Tuesday means C’ville tofu delivery, and I knew right away it was going to be a wet one. I’m not sure what tipped me off, maybe it was loading the truck at 7 AM in a chilly downpour. By the time I got to town, it had been raining off and on all morning, and things looked kinda like this:
After I finished my rounds, I contemplated just heading home and getting out of my clammy, damp clothes. But seeing as the weather had improved to cloudy with occasional light rain (see below), I decided to go poke around in the woods for a while. It helped that I had found a brand new umbrella (missing part of its handle) in the CVS dumpster, so I was ready for whatever came my way!
Right off the bat, about 5 minutes out of the truck, I came across this impressive flush of oyster mushrooms. The enormous one at the bottom was a bit too far gone for eatin’, but the others were in perfect shape, and I felt justified in having come out.

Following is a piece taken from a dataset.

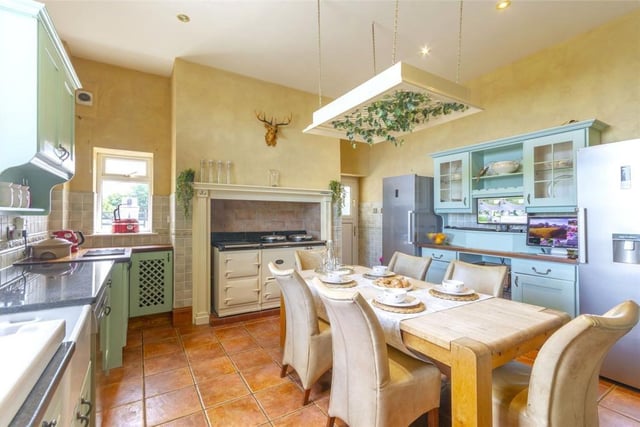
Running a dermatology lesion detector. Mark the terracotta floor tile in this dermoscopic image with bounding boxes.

When I was last out here a couple of weeks ago, this particular plant (ID to come), was pushing out of the ground everywhere I looked, and I was speculating what it would look like when it was in bloom. On this trip, they have started flowering, delicate little white to purple flowers that, on this rainy day, were pretty well waterlogged.
This is the best shot I got of the flower. With my Newcomb’s Wildflower Guide (which will from now on be referred to as my NWG), I have identified this plentiful flower as wild comfrey (Cynoglossum virginianum)!

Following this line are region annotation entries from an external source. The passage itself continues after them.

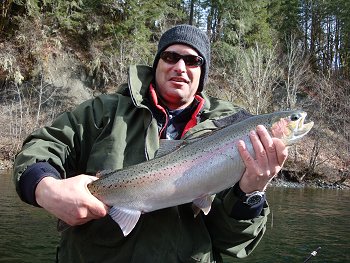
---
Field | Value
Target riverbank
[270,177,350,190]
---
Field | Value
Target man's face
[156,44,201,110]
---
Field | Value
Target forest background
[0,0,350,185]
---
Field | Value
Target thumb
[86,176,109,218]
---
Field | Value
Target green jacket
[14,66,269,263]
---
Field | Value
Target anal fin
[108,206,141,236]
[192,195,215,217]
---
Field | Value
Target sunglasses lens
[160,51,204,67]
[160,51,181,64]
[183,55,203,67]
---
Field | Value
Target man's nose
[174,58,186,73]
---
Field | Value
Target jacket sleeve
[13,97,115,201]
[205,188,270,258]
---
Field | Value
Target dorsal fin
[156,139,187,158]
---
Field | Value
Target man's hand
[238,125,288,193]
[35,174,108,226]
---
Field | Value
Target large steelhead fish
[88,111,313,236]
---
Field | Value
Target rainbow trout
[88,111,313,236]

Most of the color in the meadow came from yellow buttercup and reddish poison ivy. There weren’t many other types of wildflower, but this was one (might be some sort of “ladies’ tresses” but it’s so waterlogged it’s hard to tell).

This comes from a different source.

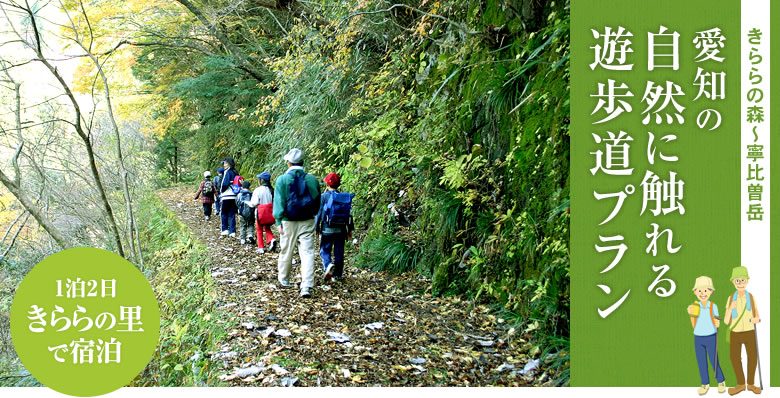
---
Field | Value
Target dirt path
[161,188,551,386]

From there, I wandered over to “seasonal pond trail.” The ‘seasonal pond’ was a low boggy area filled with these things– are they young trees or bushes? Do they get larger than that? I was actually hoping for more of a pond, but I guess that’s what they mean by ‘seasonal.’
The trail wound back into the forest, through an open stretch of large, majestic hardwoods. Parts of this forest must be hundreds of years old– the size of the trees and the overall look of the area isn’t much different than the old-growth forest of Montpelier.
This cute little purple flower (according to NWG, it’s a wild Geranium Geranium maculatum) was especially abundant in this stretch of trail. Saw dozens of them growing all over the place.
Another interesting flower (Showy Orchis, or Galearis spectabilis http://en.wikipedia.org/wiki/Galearis_spectabilis) that I saw for the first time at Montpelier and I’ve never seen anywhere else. These were much less common– I only saw a few of these.
At one point, I looked down and saw a couple of these bright centipedes. Ten years ago, I spent a few months in Hawaii, and to this day I have an irrational phobia of centipedes. I imagine these are probably much less aggressive than their tropical cousins, but I wouldn’t want to learn the hard way!
I hiked this trail about a month ago, and remember making a note of the lack of greenery in the understory in this part of the forest. This certainly isn’t the case a week into May. I imagine that there is no one-month greater visual contrast in Virginia than between the first week of April and the first week of May.
I’ve been reading a lot of alarmist warnings of the “seventeen year cicadas,” which are apparently coming to ravish the mid-Atlantic this year. I’m sure I will write lots more about them before this journal is wrapped up. Today, for the first time, I started seeing them emerging from the muddy ground. I don’t know if these are the dreaded “seventeen year” ones, or just plain ol’ one-year cicadas, but they sure looked freaky burrowing up from the mud.
The storm waited until I had finished unloading the truck and driven it to the parking lot, then opened up just as I started walking back home. Sheets of water and pebbles of hail, I was drenched within seconds. Once the downpour began, it just kept on going for the remainder of the day. Well into the night we were treated to lightning and thunder (including one lightning strike right in the courtyard of Twin Oaks), and periods of truly astonishing quantities of rain alternating with lighter drizzle. Rainstorms are very difficult to photograph effectively, but during one downpour I took this picture out of my back door.
There were flash-flood warnings on the radio. Although we didn’t get any serious flooding, there were definitely times when the rain was coming down faster than it could drain away, and our back yard started to turn into an enormous puddle. What a storm!